Son zamanlarda ülkemizde ciddi artış gösteren tüp mide ameliyatı (sleeve gastrektomi) hakkında toplum tarafından bilinmeyen bazı bilgilere değineceğim. Ameliyat olan ve henüz olmayan hastalara geçmiş olsun dileklerimi bildirir bu konu hakkındaki yararlı bilgilerin ulaşmasını ümit ederim. Op.Dr.Ertan BEYATLI
Tüm Mide ameliyatı nedir?
Bir kilo verme ameliyatıdır. Latincede Sleeve Gastrektomi, tube gastrectomy olarak bilinir. Halk arasında mide külütme ameliyatı olarak anılır. Bu ameliyat esnasında midenin yaklaşık %75’ı alınarak küçültme işlemi yapılır.
Tüp mide ameliyatı ilk yapıldığında zayıflama amaçlı yapılmadı. Aslında tüp mide kelimesi daha sonra bu ameliyatın adına eklendi. Ameliyatın gerçek adı sub-total veya near-total gastrektomi, yani midenin %50-80 kısmının kesilerek çıkartılması anlamına gelir.
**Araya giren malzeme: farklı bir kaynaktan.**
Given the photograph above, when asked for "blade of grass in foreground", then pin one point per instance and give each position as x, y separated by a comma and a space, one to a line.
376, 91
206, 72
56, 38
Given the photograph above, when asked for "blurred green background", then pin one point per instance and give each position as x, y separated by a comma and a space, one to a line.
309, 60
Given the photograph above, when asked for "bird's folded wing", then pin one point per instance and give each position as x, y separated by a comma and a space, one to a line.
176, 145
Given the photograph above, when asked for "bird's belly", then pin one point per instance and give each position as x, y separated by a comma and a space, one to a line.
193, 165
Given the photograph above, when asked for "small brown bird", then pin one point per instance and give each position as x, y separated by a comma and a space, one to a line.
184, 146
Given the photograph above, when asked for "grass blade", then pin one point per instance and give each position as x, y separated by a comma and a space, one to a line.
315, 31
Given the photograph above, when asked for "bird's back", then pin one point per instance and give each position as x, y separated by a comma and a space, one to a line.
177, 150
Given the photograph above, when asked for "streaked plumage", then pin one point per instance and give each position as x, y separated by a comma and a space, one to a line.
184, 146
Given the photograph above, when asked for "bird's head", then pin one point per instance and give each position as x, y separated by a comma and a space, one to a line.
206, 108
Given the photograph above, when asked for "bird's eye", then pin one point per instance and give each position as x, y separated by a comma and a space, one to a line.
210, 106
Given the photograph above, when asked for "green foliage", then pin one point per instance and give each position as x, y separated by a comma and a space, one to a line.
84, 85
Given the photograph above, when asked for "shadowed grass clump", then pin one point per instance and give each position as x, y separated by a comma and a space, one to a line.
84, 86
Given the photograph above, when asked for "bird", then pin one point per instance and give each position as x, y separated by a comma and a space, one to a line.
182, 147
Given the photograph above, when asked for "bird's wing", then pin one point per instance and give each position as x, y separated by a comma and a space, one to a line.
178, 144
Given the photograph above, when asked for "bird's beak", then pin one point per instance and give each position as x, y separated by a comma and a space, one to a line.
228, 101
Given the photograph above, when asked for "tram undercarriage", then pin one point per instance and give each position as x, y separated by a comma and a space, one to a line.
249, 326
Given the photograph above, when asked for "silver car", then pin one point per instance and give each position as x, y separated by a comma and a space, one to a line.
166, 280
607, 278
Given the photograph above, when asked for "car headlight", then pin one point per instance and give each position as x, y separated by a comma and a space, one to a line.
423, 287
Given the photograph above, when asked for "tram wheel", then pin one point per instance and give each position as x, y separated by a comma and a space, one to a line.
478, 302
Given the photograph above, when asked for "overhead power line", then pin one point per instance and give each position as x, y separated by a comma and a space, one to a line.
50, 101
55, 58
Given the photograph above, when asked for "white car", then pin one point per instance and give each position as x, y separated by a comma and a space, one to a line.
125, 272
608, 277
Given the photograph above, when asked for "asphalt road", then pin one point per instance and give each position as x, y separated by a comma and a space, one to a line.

Bu ameliyatın tarihçesi çok eskilere dayanır. Ameliyat ilk başlarda mide kanseri, mide ülseri ve mide bypassı gerektiren hastalarda uygulanıyordu. Bu hastaların yapılan takiplerinde ilk bir yıl içerisinde ciddi kilo kaybı görüldü. Ancak 2-3 yıl takip sürelerinde hastalarda çok ciddi elektrolit ve mineral eksikliği, protein seviyelerinde ciddi düşüş ve kas kitlesinde ileri atrofi gözlenmeye başlandı ve hastaların vücutları adeta bir deri ve kemikten ibaret idi.
Hastaların büyük yüzdesi mide kanseri ve yaşlı hasta grubu olduğundan erken dönemde (5 yıl içerisinde) çeşitli nedenlere bağlı ölümler gerçekleşti. Bu nedenden dolayı operasyonların uzun vadeli sonuçları belirlenemedi. Yıllar geçtikçe bu ameliyatların mortalite oranı yüksek olduğundan dolayı uygulama sayısında düşüş görüldü.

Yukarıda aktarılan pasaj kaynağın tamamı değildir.